Killer Mikey blinked rapidly and then took aim again, gamely trying to draw a bead on the aircraft, it being less of an insult to his rational mind. Jerry grabbed his arm and told him not to be an idiot; if the aircraft crashed the Government would be all over the farm, like what happened at Roswell.

Nobody wanted that, of course, because geraniums weren’t the only plants grown on the farm. Killer Mikey lowered the gun and they all watched as the aircraft moved slowly off to the north, a darkness silently occluding stars where it passed. Something big was crashing through the woods below, following vainly after it. Gradually the sound died away.

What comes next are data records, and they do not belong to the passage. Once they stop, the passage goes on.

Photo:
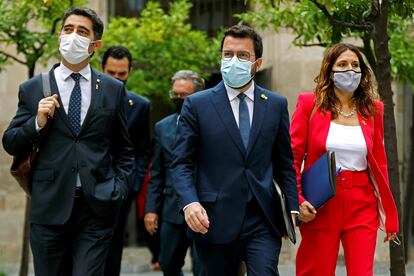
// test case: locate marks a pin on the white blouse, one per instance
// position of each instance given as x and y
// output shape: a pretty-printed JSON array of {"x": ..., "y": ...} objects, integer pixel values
[{"x": 349, "y": 145}]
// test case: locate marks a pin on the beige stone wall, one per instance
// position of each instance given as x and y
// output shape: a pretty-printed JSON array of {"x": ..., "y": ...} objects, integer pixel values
[{"x": 12, "y": 199}]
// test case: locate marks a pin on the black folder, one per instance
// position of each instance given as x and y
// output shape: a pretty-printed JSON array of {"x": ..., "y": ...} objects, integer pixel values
[
  {"x": 287, "y": 216},
  {"x": 319, "y": 180}
]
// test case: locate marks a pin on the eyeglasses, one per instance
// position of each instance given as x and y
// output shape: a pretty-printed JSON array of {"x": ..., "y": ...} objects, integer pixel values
[
  {"x": 242, "y": 55},
  {"x": 176, "y": 95}
]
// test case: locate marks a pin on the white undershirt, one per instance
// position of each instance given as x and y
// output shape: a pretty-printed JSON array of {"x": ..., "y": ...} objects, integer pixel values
[{"x": 349, "y": 145}]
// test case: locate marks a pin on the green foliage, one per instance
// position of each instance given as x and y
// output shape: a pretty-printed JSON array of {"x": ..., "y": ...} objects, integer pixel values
[
  {"x": 162, "y": 43},
  {"x": 325, "y": 22},
  {"x": 31, "y": 27}
]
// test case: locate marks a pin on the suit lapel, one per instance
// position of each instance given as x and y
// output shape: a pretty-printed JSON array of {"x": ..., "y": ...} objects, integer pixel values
[
  {"x": 367, "y": 127},
  {"x": 319, "y": 128},
  {"x": 259, "y": 110},
  {"x": 95, "y": 94},
  {"x": 223, "y": 108},
  {"x": 54, "y": 88}
]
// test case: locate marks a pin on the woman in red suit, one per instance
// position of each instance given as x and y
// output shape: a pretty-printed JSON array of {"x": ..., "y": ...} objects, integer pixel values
[{"x": 343, "y": 115}]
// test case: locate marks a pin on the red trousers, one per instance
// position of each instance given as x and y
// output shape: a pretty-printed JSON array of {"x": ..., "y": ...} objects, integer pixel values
[{"x": 350, "y": 217}]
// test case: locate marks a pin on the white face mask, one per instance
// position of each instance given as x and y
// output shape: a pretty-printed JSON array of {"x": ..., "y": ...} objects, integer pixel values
[{"x": 74, "y": 48}]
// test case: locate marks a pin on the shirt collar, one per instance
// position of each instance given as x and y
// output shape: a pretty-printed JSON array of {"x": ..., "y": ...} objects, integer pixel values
[
  {"x": 233, "y": 93},
  {"x": 65, "y": 72}
]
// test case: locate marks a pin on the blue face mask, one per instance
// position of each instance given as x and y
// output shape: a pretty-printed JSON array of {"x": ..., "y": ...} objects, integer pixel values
[
  {"x": 236, "y": 73},
  {"x": 347, "y": 81},
  {"x": 123, "y": 81}
]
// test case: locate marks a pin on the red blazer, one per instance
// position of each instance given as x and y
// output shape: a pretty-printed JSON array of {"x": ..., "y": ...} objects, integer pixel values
[{"x": 309, "y": 137}]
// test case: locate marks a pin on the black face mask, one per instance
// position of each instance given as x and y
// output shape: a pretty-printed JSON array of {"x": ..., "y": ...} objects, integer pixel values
[{"x": 178, "y": 105}]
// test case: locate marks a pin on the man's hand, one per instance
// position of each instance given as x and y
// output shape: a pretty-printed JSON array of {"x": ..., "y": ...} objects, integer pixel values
[
  {"x": 151, "y": 222},
  {"x": 294, "y": 216},
  {"x": 306, "y": 212},
  {"x": 391, "y": 237},
  {"x": 46, "y": 109},
  {"x": 196, "y": 217}
]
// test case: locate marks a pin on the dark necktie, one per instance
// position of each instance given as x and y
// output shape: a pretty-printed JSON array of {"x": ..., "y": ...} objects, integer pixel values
[
  {"x": 75, "y": 104},
  {"x": 244, "y": 119}
]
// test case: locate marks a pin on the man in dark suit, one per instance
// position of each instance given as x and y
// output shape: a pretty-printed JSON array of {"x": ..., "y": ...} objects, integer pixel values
[
  {"x": 85, "y": 156},
  {"x": 161, "y": 197},
  {"x": 232, "y": 141},
  {"x": 116, "y": 62}
]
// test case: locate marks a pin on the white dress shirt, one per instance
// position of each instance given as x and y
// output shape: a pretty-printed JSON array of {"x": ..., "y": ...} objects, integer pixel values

The lights came back on, startling everybody, and Killer Mikey accidentally blasted hell out of Abby’s and Martha’s lawn chairs. Nobody said anything, though, until Ricker came puttering back and leaned out of his van to announce that the Animal Control Department was sending a unit over as soon as possible. Then he realized they were all staring like zombies and wanted to know what had happened.

Jerry explained that Indian Tony had seriously offended something but that the Star Brothers appeared to have bailed out his sorry ass. Ricker thought that over and announced he was going back to his trailer. It seemed like a good idea. When the Amador County Animal Control Department van crossed the tracks and bumped along the farm’s dark rutted access road half an hour later, they couldn’t find a soul to direct them. Finally they gave it up and left.

Nobody ever saw Indian Tony again. His disappearance went unreported and, because he had no family or job, unnoticed.

That was the end of the matter, except that the inhabitants of the commune stayed well away from the hill after that. Abby and Martha, in fact, paid Jerry fifty dollars to hook up their trailer to his truck and move them over to the other side of the ridge. Everybody knew what had rescued Indian Tony, but nobody knew what it had rescued him from, and that was a little worrisome.